Among South Africa's earliest research ventures was the Royal Observatory at the Cape of Good Hope, established by the British Admiralty in 1820. Societies of leading engineers, architects, chemists, metallurgists, and geologists were organized in the 1890s, and the South African Association for the Advancement of Science was established in 1902. The Council for Scientific and Industrial Research (founded in 1945) has 13 research divisions. The Atomic Energy Corporation established an experimental nuclear reactor in 1965 and has since directed the government's nuclear program; in 1970, it was announced that its researchers had devised a new uranium-enrichment process, subsequently developed by the national Uranium Enrichment Corp.
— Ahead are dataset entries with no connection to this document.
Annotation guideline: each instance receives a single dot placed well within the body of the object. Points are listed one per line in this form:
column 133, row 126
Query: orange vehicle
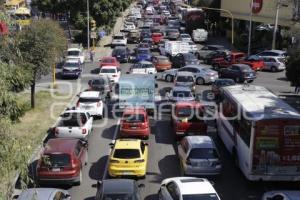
column 162, row 63
column 187, row 118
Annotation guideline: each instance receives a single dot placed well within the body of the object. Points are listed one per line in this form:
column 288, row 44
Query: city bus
column 262, row 133
column 12, row 5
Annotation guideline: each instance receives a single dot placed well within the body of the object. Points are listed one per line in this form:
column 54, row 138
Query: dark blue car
column 143, row 54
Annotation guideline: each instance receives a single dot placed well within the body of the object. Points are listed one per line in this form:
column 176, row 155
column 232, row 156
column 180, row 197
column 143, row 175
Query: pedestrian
column 92, row 55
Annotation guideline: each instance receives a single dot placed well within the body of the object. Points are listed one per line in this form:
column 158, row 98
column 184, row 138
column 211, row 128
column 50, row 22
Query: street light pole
column 276, row 24
column 250, row 29
column 88, row 23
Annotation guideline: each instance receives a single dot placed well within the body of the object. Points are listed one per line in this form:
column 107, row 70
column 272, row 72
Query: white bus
column 262, row 133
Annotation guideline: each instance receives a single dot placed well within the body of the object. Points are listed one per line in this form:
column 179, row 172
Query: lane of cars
column 65, row 156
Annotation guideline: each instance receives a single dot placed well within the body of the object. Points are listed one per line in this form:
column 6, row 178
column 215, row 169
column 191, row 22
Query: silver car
column 44, row 194
column 274, row 64
column 203, row 75
column 199, row 156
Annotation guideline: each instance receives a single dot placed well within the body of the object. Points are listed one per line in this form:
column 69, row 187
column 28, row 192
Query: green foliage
column 293, row 68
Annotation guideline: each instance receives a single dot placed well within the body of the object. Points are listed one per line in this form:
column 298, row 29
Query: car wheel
column 169, row 78
column 200, row 81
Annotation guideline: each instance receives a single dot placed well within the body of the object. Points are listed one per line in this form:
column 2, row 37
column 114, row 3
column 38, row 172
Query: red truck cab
column 187, row 118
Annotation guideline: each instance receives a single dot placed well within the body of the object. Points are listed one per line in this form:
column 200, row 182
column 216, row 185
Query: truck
column 74, row 124
column 172, row 48
column 137, row 90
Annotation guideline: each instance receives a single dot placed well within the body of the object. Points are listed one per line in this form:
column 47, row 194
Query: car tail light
column 114, row 161
column 139, row 161
column 188, row 162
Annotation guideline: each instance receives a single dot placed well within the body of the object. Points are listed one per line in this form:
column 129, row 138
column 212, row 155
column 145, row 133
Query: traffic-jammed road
column 163, row 161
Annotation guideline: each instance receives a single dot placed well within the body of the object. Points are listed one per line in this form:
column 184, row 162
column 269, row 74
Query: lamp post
column 88, row 23
column 250, row 29
column 278, row 5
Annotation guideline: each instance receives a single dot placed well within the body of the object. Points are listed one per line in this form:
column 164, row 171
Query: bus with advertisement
column 262, row 133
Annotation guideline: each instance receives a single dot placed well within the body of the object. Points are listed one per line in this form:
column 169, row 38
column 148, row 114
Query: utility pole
column 88, row 23
column 250, row 29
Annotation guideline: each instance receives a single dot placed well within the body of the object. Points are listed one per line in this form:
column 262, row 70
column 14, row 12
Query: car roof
column 191, row 185
column 184, row 74
column 118, row 186
column 60, row 145
column 90, row 94
column 38, row 193
column 200, row 141
column 127, row 144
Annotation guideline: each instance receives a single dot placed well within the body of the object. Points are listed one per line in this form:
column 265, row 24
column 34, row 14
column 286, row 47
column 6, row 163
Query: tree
column 40, row 45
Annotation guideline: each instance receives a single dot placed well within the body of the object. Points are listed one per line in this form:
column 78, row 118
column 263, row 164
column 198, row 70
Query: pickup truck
column 74, row 124
column 254, row 62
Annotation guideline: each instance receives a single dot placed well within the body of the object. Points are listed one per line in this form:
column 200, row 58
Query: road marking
column 112, row 141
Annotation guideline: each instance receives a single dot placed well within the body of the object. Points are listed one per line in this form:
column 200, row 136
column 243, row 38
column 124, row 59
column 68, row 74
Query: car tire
column 200, row 81
column 169, row 78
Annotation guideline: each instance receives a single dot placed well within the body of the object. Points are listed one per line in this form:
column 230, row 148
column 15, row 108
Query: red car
column 187, row 118
column 156, row 37
column 109, row 61
column 255, row 62
column 135, row 123
column 62, row 161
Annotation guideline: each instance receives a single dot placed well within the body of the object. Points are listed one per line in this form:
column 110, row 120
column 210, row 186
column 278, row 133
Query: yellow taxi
column 128, row 158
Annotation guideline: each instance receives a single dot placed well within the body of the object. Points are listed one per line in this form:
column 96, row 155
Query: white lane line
column 112, row 141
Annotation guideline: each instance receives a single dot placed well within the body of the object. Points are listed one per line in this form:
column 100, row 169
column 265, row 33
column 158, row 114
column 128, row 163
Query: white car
column 185, row 37
column 119, row 40
column 282, row 195
column 274, row 64
column 91, row 102
column 74, row 124
column 75, row 53
column 129, row 26
column 181, row 188
column 112, row 72
column 143, row 67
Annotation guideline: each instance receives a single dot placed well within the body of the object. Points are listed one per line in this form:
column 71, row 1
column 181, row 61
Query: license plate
column 56, row 169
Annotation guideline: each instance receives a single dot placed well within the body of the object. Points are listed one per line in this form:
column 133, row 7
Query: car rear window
column 203, row 153
column 184, row 79
column 56, row 160
column 126, row 153
column 134, row 118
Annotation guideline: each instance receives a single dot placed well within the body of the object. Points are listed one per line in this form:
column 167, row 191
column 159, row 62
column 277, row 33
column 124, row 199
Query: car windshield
column 182, row 94
column 71, row 65
column 89, row 100
column 211, row 196
column 134, row 118
column 56, row 160
column 143, row 51
column 203, row 153
column 117, row 197
column 73, row 53
column 185, row 79
column 106, row 70
column 118, row 37
column 127, row 153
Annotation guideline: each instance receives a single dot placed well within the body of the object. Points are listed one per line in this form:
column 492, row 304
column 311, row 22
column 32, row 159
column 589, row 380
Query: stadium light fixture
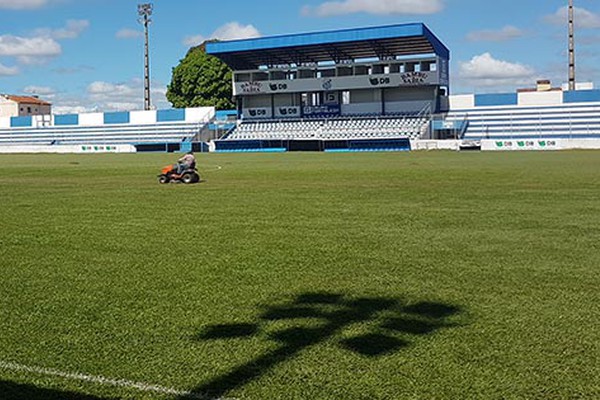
column 145, row 11
column 571, row 46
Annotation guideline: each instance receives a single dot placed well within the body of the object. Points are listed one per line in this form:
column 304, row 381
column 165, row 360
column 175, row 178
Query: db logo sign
column 379, row 81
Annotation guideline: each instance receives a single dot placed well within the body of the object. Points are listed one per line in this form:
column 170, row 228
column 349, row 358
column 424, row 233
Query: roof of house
column 26, row 100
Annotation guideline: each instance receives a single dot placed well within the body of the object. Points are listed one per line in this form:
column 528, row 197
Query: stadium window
column 346, row 97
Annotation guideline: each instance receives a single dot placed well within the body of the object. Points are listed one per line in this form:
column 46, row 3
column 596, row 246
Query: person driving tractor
column 188, row 161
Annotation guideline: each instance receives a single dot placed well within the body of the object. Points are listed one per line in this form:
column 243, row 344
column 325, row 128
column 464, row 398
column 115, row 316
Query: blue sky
column 86, row 55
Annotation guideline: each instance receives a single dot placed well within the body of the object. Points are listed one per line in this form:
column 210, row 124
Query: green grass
column 434, row 275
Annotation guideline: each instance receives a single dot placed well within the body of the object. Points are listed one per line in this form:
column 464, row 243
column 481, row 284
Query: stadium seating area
column 332, row 129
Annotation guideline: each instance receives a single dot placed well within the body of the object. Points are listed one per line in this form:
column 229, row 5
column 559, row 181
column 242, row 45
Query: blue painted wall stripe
column 67, row 119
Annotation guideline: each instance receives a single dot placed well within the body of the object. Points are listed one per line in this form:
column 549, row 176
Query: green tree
column 201, row 80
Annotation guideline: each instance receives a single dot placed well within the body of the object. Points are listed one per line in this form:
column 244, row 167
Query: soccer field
column 423, row 275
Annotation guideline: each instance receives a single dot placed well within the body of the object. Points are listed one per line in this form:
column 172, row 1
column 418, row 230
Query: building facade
column 20, row 106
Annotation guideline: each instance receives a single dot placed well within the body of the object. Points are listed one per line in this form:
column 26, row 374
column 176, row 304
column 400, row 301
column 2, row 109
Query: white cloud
column 72, row 30
column 45, row 91
column 379, row 7
column 583, row 18
column 485, row 70
column 16, row 46
column 8, row 71
column 509, row 32
column 127, row 33
column 229, row 31
column 22, row 4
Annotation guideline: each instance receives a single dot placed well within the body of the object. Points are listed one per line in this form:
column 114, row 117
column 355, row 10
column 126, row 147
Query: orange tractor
column 170, row 174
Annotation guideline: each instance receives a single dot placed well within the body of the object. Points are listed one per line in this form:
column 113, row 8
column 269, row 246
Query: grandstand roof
column 347, row 44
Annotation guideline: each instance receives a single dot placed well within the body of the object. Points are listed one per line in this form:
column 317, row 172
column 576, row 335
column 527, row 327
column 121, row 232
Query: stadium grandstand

The Scientific Advisory Council to the Minister of National Education (established in 1962) promotes the application of scientific knowledge and recommends national science policies and programs.
The Hartebeestheek Radio Astronomy Observatory's 26-meter-diameter antenna was originally constructed to serve as a tracking station for NASA's Deep Space Network. In Johannesburg are located a geological museum, the Adler Museum of the History of Medicine, and the James Hall Museum of Transport. Botanical and zoological gardens are located, respectively, in Durban and Pretoria. South Africa has 30 universities and colleges offering courses in basic and applied sciences. In 1987–97, science and engineering students accounted for 29% of college and university enrollments.
In 1987–97, expenditures for research and development totaled 0.7% of GNP; 1,031 scientists and engineers and 315 technicians per million people were engaged in research and development.